Recently – i have had the following scenario:
RDS Farm with 2 x DNS-RR brokers and approx 30 session hosts, all server 2022.
Some session hosts, seemingly randomly, after a reboot will all look ok, but won’t accept any connections.
cycling the session host to not accept new connections/accept new connections would bring the server “back”
After looking through the logs and posting on a few forums (and getting some exceedingly poor responses) – i came to a point where i knew i could implement a “hack” – but would prefer to find the root cause.
To that end, i engaged Andy from https://purerds.org/ – who i’d previously worked with and seems to have that “next level” RDS knowledge – partially for a sanity check that i hadn’t missed something – and partially with the hope that he had seen this before.
The guts of it is:
- In SQL – the RDSHProperty table shows a “drainmode” of “0” for all servers – so the servers not accepting connections is not recognised by the brokers (as we expected)

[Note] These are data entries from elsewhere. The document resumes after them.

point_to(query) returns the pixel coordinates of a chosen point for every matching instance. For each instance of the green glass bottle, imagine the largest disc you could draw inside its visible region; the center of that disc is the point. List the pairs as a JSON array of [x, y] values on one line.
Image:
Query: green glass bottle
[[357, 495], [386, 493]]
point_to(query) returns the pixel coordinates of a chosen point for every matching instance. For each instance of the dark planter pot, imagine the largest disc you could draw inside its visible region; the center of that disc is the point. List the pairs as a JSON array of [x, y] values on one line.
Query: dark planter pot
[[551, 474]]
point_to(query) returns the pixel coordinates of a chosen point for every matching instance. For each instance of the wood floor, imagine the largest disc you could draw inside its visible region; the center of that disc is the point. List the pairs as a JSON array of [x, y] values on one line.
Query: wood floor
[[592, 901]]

- In SQL – the TargetProperty table shows a “serverMaxActiveSessions” of “10000” for all servers – in line with the above
- In the log “Microsoft-Windows-TerminalServices-SessionBroker-Client/Operational”

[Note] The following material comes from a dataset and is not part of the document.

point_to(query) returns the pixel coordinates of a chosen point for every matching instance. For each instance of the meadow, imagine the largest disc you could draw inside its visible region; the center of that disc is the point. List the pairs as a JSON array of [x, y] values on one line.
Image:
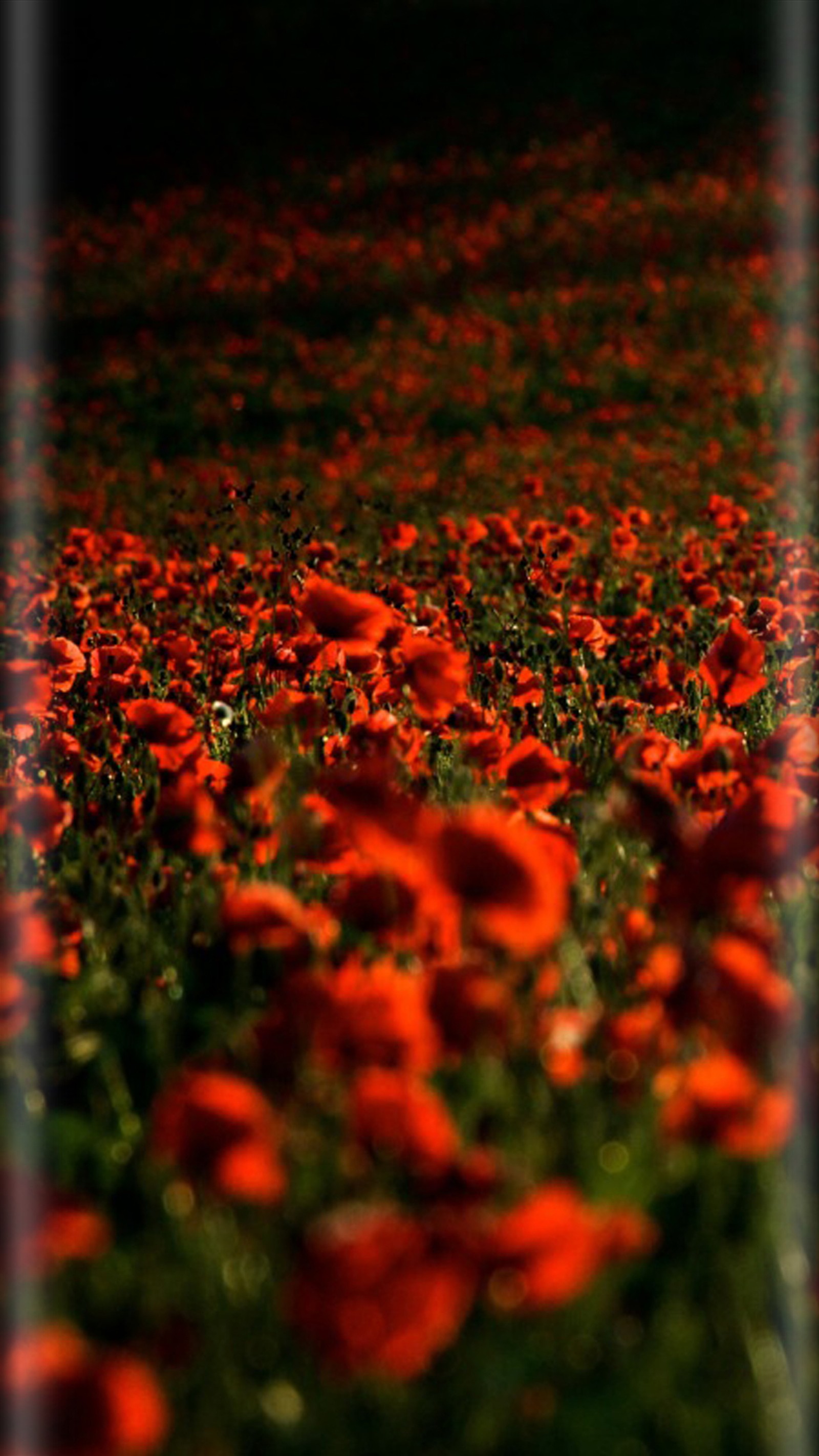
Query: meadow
[[410, 806]]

- We can see the server leave the farm @ 1am (reboot time) with
- Event Id 1283
- Remote Desktop Services successfully left a farm on the Connection Broker server <broker1>;<broker2>
- But no corresponding entry to re-join the farm (unlike the healthy servers)

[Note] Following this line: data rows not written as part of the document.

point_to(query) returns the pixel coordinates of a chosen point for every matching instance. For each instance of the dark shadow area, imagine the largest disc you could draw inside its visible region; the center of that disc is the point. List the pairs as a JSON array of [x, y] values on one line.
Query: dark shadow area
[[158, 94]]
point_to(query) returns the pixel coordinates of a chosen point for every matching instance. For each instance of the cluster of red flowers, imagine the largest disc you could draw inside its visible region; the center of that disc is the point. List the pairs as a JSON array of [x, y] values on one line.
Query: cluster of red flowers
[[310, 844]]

- We can see the server leave the farm @ 1am (reboot time) with
- If I restart the service “TermService” on the local server, I get the following events (as expected – but just for the sake of documenting things)
- EventId 1280 – Remote Desktop Services failed to join the Connection Broker on server <broker1>;<broker2>. Error: Current async message was dropped by async dispatcher, because there is a new message which will override the current one.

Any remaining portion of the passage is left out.